Marquis McCoy Marquis McCoy

The Mirage

In the desert lie mirages.

In this most precious gift we all share called life,

we often cross paths with an entity.

Much like a Mirage in the desert.

The Mirage has a way of pulling us back into old patterns,

time and time again.

Each time stunned by its beauty, mystery, awe…

Mistaken for love, for comfort, for status.

It’s a lesson we can’t seem to learn.

Can we?

Maybe it’s the reason we came to the desert in the first place:

to escape the temptation that lies in the Mirage.
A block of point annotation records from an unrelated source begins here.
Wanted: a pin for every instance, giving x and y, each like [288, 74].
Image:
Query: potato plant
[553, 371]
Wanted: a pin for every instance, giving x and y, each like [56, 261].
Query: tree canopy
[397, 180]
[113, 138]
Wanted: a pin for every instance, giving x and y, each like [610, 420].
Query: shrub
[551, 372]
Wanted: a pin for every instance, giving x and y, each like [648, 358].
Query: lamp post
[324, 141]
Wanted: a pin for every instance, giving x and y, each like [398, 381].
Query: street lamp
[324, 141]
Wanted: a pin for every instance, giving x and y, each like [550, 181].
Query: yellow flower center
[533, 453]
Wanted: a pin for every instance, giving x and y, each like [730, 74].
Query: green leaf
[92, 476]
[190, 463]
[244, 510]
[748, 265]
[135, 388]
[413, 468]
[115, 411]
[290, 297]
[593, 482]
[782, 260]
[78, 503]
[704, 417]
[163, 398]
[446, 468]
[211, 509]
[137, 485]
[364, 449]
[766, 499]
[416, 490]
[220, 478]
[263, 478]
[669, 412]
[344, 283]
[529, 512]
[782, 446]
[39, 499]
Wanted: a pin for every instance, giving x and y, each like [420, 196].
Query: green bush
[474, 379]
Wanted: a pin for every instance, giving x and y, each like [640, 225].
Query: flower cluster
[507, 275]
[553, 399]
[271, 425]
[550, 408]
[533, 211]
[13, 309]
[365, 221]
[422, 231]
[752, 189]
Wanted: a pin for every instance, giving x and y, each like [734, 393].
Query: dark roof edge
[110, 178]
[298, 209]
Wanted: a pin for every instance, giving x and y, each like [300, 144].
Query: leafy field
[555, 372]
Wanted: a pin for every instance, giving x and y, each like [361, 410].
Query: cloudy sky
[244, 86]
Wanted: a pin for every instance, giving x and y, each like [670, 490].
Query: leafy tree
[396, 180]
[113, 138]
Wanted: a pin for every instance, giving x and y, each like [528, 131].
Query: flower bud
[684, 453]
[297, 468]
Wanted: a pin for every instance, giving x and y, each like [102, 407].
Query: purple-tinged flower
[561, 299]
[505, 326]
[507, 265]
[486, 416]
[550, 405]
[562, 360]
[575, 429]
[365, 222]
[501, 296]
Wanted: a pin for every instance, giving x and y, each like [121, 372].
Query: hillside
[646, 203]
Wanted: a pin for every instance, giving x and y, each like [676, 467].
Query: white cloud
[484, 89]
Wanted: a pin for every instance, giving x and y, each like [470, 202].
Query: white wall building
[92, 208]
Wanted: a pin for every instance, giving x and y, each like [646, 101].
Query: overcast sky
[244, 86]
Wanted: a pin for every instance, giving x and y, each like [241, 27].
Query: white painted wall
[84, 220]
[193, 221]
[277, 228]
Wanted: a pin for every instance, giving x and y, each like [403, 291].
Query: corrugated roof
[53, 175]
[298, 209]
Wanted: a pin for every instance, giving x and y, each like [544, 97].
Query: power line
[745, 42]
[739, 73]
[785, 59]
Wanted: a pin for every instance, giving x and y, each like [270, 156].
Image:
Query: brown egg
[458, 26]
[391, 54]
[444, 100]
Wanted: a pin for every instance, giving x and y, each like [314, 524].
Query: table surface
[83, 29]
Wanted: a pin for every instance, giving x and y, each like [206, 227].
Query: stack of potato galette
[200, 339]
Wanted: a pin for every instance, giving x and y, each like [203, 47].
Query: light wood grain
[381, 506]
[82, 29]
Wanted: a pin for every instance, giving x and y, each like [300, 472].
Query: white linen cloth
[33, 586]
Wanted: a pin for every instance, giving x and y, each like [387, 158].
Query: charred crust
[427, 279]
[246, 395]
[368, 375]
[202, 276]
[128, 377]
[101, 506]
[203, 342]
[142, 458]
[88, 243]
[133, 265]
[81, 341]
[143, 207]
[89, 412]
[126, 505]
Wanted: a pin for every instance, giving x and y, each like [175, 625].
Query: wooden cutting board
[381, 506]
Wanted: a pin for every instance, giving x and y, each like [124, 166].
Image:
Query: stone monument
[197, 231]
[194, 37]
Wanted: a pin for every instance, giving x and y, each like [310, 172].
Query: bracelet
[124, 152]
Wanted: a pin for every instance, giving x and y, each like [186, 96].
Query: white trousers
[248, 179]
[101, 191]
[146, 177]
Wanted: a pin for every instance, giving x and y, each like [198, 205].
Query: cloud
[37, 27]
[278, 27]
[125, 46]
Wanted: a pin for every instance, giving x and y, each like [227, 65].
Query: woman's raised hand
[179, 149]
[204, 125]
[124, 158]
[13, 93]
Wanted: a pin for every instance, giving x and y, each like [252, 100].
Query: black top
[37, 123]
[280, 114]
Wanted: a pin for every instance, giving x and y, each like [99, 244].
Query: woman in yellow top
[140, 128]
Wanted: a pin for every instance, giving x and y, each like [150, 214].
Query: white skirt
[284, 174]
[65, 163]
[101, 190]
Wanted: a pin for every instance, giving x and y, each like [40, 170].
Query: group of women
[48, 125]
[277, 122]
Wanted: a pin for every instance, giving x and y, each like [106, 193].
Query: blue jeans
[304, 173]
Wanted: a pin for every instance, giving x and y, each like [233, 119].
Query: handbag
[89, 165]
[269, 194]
Because we know, deep down,

as much as we try to fight the Mirage,

our mind always takes us back

to that initial feeling it brought us.

The Mirage promises hope,

but delivers only dust.

In this damned desert,

where dust is just as common as air.

And once we open ourselves to the Mirage,

we are often left with nothing left to give.

The Mirage is what ignites the fire within us,

an unexplainable burning zeal.

And that fire,

once pain,

becomes the forge that builds us stronger than before.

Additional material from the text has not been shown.